- Other names: fascia iliaca nerve blockade, fascia iliaca compartment blockade, femoral intercutaneal nerve blockade

= Fascia iliaca block =

Regional anesthesia technique

Fascia iliaca blocks (FIC, FICB) is a local anesthetic nerve block, a type of regional anesthesia technique, used to provide analgesia or anaesthesia to the hip and thigh. FICB can performed by using ultrasound or with a loss of resistance technique, the latter sometimes referred to as the "two-pop-method". FICB works by affecting the femoral, obturator and the lateral cutaneous nerves with a local anesthetic.

==Technique==
When FICB is performed with the loss of resistance technique, the injection site for FICB is found by drawing an imaginary line between the pubic tubercle to the anterior superior iliac spine. The injection site is 1 cm. below the lateral one third and the medial two thirds of this line. Two losses of resistances are felt as the fascia lata and the fascia iliaca is penetrated by a semi-blunt cannula.

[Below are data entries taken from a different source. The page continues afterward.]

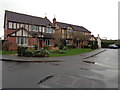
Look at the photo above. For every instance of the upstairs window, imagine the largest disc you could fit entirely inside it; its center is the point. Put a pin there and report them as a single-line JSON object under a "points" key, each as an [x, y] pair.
{"points": [[26, 26], [21, 25], [49, 30], [35, 28], [48, 42], [22, 41], [40, 29], [10, 24]]}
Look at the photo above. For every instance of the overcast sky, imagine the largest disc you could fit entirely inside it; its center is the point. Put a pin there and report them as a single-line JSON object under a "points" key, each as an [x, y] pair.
{"points": [[98, 16]]}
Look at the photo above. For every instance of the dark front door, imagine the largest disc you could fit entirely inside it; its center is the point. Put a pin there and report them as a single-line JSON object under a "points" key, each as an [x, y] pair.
{"points": [[40, 43]]}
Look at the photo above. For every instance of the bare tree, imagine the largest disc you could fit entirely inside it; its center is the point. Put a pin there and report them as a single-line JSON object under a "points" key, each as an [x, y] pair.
{"points": [[57, 38]]}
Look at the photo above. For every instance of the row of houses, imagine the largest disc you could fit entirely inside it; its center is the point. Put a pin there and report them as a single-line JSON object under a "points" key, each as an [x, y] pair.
{"points": [[26, 30]]}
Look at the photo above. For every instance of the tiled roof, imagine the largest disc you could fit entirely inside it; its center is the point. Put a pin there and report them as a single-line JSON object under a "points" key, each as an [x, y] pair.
{"points": [[75, 27], [23, 18]]}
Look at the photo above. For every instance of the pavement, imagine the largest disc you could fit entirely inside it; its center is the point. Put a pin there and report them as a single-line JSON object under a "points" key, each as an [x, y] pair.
{"points": [[16, 58]]}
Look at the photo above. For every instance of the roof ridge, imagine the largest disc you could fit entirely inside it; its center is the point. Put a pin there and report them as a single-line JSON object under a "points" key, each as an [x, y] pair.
{"points": [[70, 24], [23, 14]]}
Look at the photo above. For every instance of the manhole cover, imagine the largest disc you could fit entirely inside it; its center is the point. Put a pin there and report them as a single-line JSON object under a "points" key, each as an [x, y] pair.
{"points": [[70, 81]]}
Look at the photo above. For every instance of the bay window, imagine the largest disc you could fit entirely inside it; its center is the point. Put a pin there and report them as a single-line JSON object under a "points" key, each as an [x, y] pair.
{"points": [[48, 42], [22, 41]]}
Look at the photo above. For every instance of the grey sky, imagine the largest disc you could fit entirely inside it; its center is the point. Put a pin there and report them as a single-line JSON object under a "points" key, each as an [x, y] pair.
{"points": [[98, 16]]}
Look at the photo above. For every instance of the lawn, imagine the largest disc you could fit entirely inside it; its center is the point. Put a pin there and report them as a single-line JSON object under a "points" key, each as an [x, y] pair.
{"points": [[70, 52], [8, 52]]}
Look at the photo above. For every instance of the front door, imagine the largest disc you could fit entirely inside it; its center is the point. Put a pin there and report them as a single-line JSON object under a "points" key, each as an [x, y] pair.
{"points": [[40, 43]]}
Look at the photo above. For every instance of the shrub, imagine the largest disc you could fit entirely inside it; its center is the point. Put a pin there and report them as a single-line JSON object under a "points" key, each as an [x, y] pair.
{"points": [[55, 49], [46, 47], [21, 51], [71, 46], [41, 53], [36, 46], [85, 46], [29, 52], [65, 48]]}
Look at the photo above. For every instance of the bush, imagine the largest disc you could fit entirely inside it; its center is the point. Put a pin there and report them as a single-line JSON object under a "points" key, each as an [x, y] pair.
{"points": [[30, 52], [55, 49], [85, 46], [36, 46], [41, 53], [65, 48], [21, 51], [46, 47]]}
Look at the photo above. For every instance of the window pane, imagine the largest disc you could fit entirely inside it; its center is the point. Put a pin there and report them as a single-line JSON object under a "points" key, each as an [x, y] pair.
{"points": [[30, 28], [18, 25], [39, 29], [10, 25], [26, 26], [43, 29], [21, 25]]}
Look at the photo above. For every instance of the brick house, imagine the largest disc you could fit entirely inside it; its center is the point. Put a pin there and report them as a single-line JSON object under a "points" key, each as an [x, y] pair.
{"points": [[66, 30], [27, 30]]}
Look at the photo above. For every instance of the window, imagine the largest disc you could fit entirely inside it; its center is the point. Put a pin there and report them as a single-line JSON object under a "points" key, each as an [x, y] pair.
{"points": [[18, 25], [22, 41], [67, 42], [10, 25], [40, 29], [43, 29], [21, 25], [26, 26], [48, 42], [30, 28], [14, 25], [49, 30], [35, 28]]}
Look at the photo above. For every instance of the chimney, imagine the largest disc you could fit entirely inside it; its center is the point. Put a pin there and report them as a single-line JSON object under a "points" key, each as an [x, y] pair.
{"points": [[45, 15]]}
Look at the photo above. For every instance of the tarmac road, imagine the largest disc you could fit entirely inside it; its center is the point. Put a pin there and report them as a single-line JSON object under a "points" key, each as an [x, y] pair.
{"points": [[71, 73]]}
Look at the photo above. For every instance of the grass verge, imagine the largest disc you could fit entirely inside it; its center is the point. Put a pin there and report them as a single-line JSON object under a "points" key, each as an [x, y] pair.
{"points": [[8, 52]]}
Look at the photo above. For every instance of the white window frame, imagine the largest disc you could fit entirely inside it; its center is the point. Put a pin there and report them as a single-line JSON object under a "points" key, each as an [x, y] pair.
{"points": [[10, 25], [48, 42]]}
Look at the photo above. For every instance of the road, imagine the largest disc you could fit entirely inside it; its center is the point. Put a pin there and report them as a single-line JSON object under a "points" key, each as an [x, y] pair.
{"points": [[71, 73]]}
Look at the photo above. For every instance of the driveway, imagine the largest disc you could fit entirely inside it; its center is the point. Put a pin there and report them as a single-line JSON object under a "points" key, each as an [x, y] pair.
{"points": [[73, 72]]}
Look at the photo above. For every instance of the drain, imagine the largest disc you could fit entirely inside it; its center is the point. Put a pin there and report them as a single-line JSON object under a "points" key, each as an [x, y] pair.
{"points": [[83, 69], [46, 78], [89, 62]]}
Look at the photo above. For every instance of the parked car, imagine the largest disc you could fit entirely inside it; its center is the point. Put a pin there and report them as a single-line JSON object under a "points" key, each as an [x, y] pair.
{"points": [[113, 46]]}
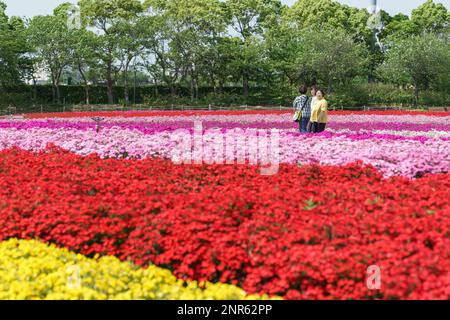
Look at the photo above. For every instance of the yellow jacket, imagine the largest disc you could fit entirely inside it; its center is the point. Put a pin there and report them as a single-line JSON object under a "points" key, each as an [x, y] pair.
{"points": [[319, 112]]}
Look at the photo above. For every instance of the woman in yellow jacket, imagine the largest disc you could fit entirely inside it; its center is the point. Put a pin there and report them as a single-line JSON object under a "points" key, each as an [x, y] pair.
{"points": [[319, 113]]}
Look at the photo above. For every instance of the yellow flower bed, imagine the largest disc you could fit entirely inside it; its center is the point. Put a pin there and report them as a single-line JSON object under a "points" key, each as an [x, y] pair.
{"points": [[33, 270]]}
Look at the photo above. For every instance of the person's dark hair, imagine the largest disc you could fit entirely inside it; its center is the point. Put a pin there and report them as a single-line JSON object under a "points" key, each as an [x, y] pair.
{"points": [[321, 90], [303, 89]]}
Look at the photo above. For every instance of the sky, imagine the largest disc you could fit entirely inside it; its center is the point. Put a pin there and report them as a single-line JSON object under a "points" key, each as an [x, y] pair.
{"points": [[31, 8]]}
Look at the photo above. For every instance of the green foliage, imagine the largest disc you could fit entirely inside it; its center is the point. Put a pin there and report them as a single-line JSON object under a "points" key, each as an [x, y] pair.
{"points": [[194, 51], [418, 61]]}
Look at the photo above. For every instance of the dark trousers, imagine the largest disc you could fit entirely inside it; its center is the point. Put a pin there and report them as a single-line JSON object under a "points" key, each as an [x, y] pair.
{"points": [[318, 127], [304, 125]]}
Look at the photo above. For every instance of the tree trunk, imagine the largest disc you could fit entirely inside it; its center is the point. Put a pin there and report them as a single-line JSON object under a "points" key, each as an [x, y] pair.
{"points": [[86, 85], [109, 83], [245, 85], [416, 95]]}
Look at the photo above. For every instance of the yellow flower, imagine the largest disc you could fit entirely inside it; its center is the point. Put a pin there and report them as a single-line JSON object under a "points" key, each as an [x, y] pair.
{"points": [[33, 270]]}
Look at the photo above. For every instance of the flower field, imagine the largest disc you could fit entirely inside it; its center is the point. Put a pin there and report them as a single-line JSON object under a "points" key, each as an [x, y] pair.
{"points": [[114, 206]]}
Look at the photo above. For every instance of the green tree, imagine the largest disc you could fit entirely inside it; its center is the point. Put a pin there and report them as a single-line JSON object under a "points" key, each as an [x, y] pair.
{"points": [[106, 16], [84, 56], [418, 61], [331, 56], [250, 19], [50, 38], [12, 48], [431, 17]]}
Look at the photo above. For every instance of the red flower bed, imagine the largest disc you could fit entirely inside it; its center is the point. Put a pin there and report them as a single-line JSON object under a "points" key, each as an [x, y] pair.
{"points": [[307, 232]]}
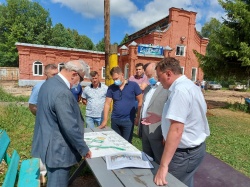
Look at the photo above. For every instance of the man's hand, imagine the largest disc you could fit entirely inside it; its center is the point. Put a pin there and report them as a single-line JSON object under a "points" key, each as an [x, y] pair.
{"points": [[151, 119], [136, 121], [89, 154], [160, 177], [103, 125]]}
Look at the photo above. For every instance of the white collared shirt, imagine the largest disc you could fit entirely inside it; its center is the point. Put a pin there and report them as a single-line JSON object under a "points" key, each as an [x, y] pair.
{"points": [[186, 104], [65, 80], [148, 98]]}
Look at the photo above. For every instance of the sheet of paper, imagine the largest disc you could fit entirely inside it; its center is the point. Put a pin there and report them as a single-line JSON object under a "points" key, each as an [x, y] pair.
{"points": [[123, 160], [107, 142]]}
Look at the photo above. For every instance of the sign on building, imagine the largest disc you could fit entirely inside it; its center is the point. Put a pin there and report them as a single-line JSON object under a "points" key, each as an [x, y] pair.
{"points": [[148, 49]]}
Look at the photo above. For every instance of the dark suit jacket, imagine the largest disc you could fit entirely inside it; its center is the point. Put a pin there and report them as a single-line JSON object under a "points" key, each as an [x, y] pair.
{"points": [[156, 105], [59, 135]]}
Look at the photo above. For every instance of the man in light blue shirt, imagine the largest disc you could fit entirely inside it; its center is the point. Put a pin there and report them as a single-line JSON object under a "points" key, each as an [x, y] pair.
{"points": [[50, 70], [93, 96]]}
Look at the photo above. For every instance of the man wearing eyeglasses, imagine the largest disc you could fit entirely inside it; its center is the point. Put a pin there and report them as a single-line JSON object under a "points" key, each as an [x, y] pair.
{"points": [[123, 93], [59, 135], [140, 78]]}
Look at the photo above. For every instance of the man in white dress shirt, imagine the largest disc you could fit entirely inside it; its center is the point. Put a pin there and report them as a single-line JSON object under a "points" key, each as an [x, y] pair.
{"points": [[184, 124]]}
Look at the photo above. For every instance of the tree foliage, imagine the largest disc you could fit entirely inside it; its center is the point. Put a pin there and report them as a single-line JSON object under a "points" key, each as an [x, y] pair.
{"points": [[228, 51]]}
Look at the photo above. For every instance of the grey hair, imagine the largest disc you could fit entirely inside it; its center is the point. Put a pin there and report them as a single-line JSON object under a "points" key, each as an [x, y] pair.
{"points": [[77, 65]]}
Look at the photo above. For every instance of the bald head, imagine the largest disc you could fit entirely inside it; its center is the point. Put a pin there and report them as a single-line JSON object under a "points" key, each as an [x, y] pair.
{"points": [[149, 69], [74, 71], [78, 66]]}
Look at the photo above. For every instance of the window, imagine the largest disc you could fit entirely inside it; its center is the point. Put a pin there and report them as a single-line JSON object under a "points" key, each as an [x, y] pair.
{"points": [[194, 70], [180, 50], [126, 70], [182, 70], [60, 66], [37, 69], [103, 72]]}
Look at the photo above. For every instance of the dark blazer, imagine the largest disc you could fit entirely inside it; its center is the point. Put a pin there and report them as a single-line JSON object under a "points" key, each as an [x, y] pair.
{"points": [[59, 135], [156, 105]]}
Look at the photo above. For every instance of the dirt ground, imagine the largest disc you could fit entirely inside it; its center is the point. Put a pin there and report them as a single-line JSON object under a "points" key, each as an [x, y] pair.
{"points": [[214, 99]]}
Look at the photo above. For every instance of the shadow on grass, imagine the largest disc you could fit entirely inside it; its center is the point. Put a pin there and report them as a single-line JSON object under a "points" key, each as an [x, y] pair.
{"points": [[231, 106]]}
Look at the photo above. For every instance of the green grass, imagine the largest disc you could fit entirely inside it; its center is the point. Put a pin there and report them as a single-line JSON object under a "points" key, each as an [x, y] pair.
{"points": [[229, 140]]}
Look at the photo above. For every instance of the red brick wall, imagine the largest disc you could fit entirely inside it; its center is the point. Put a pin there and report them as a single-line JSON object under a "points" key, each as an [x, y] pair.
{"points": [[28, 54], [182, 24]]}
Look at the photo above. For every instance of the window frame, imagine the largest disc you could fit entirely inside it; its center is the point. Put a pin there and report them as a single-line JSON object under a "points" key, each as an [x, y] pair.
{"points": [[184, 50], [36, 65]]}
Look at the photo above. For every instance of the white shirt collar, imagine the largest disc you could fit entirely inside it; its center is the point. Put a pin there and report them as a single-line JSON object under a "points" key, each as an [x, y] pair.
{"points": [[65, 80]]}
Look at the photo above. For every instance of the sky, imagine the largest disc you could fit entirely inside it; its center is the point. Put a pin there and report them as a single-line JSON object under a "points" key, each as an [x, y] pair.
{"points": [[126, 16]]}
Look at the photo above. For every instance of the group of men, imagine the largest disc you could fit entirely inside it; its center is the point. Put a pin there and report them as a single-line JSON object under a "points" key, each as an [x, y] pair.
{"points": [[169, 109]]}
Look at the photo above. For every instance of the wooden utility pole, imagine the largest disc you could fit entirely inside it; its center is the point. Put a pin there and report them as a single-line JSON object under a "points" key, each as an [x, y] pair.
{"points": [[107, 37]]}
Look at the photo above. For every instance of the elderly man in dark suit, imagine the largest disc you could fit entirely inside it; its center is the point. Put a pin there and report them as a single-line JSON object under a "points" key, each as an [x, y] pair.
{"points": [[153, 101], [59, 135]]}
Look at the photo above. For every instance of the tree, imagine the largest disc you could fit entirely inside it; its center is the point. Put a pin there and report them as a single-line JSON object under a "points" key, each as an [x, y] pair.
{"points": [[228, 51], [21, 21]]}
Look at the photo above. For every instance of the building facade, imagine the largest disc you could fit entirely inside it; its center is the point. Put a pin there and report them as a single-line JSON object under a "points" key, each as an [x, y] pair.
{"points": [[172, 36]]}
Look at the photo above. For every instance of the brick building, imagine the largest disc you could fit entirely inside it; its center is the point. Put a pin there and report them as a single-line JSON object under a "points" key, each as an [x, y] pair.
{"points": [[174, 35], [33, 58]]}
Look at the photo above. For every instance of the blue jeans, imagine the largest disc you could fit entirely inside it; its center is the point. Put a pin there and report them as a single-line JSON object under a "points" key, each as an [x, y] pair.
{"points": [[184, 164], [58, 176], [92, 121], [123, 127]]}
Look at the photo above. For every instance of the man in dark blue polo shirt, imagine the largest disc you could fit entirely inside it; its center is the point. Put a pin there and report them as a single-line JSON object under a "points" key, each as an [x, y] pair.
{"points": [[123, 94]]}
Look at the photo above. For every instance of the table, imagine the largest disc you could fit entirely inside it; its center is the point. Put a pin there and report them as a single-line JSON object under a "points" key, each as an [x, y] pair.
{"points": [[136, 177]]}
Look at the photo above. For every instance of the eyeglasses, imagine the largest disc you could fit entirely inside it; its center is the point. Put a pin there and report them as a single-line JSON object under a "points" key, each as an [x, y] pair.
{"points": [[81, 78]]}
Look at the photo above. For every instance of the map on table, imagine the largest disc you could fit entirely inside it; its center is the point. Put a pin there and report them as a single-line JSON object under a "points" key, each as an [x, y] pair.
{"points": [[106, 143]]}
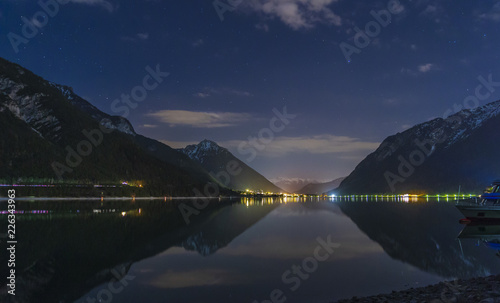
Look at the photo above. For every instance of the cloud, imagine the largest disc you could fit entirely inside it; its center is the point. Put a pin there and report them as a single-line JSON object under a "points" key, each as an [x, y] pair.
{"points": [[136, 37], [198, 43], [148, 126], [209, 91], [200, 119], [424, 68], [179, 144], [493, 14], [318, 144], [202, 95], [297, 14], [143, 36], [102, 3], [421, 69]]}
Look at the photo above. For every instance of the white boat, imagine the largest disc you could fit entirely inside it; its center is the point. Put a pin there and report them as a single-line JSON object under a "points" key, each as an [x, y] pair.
{"points": [[488, 207]]}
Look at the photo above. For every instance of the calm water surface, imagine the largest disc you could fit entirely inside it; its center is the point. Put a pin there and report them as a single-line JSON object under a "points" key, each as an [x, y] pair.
{"points": [[241, 250]]}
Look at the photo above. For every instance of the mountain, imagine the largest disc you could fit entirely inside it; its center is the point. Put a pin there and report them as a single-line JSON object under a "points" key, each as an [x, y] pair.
{"points": [[292, 185], [51, 135], [227, 169], [434, 157], [320, 188]]}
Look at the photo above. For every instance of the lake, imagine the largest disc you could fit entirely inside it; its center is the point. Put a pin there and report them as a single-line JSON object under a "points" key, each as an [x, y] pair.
{"points": [[240, 250]]}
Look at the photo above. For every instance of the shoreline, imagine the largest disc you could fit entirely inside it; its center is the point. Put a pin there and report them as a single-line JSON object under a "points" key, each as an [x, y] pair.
{"points": [[480, 290]]}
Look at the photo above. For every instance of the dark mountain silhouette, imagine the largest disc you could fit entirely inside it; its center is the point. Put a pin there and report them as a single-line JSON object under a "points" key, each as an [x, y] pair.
{"points": [[228, 169]]}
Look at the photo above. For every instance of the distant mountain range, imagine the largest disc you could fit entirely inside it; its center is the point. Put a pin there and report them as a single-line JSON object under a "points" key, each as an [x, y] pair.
{"points": [[292, 185], [50, 135], [227, 169], [434, 157]]}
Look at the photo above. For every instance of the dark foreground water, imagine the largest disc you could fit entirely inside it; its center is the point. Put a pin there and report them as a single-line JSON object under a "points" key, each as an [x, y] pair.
{"points": [[238, 250]]}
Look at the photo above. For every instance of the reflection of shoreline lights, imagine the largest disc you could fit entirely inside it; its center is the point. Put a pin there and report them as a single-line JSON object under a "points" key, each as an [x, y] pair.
{"points": [[403, 197], [5, 212]]}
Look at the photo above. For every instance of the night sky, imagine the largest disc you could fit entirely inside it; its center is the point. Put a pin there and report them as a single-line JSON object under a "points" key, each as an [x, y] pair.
{"points": [[227, 78]]}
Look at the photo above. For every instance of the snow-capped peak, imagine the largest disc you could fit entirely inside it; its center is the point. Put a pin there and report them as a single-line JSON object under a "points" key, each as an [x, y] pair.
{"points": [[203, 149]]}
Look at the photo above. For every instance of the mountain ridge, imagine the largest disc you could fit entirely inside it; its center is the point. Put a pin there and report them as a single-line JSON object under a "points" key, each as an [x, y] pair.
{"points": [[433, 157], [228, 169]]}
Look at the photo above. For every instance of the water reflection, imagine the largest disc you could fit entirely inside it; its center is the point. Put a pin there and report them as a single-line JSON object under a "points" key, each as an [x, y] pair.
{"points": [[238, 250]]}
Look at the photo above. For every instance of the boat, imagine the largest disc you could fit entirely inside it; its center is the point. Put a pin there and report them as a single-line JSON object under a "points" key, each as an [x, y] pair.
{"points": [[486, 208]]}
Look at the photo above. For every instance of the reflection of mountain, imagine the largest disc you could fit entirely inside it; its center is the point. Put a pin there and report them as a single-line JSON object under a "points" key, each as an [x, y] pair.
{"points": [[61, 259], [434, 248]]}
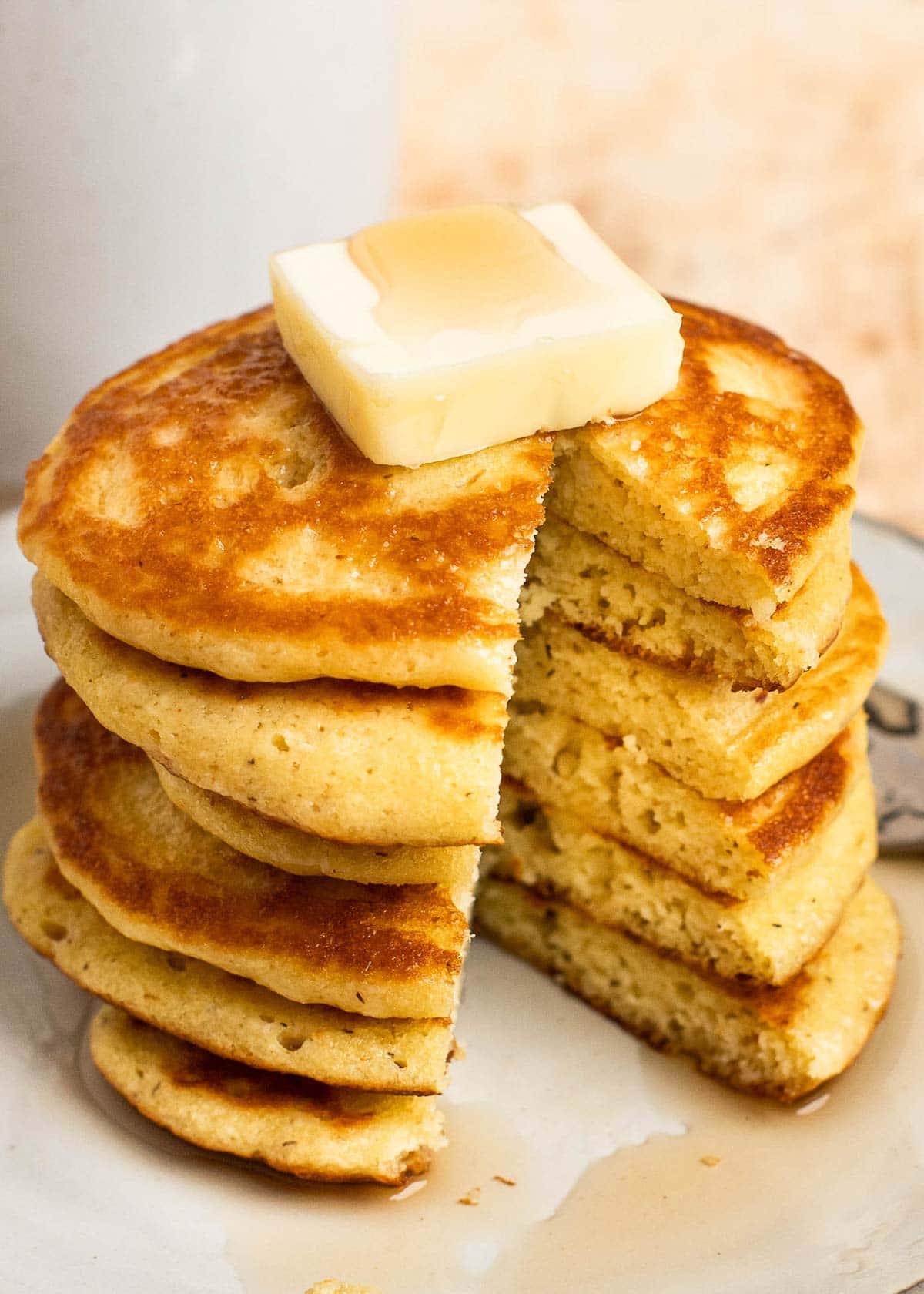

Aspiration (drawing back the cannula) is performed, after which a local anaesthetic is injected while compressing on the skin distally to increase cranial distribution.

FICB can generally be performed with minimally required training and by non-medical practitioners

==Medical uses==
FIC can be used to offer pain relief for hip fractures in adults and femoral fractures in children.

==Adverse effects==
FIC is generally safe to use and have few adverse effects. There is a 0.09-3.2% risk of hematomas at the injection site and a 0.18% risk of local anaesthetic intoxication. There are also case reports of pneumoretroperitoneum using continuous infusion, bladder puncture with a modified block under very special conditions and postoperative neuropathy.

==History==
The block was first described in 1989 as an alternative to 3-in-1 nerve block in children.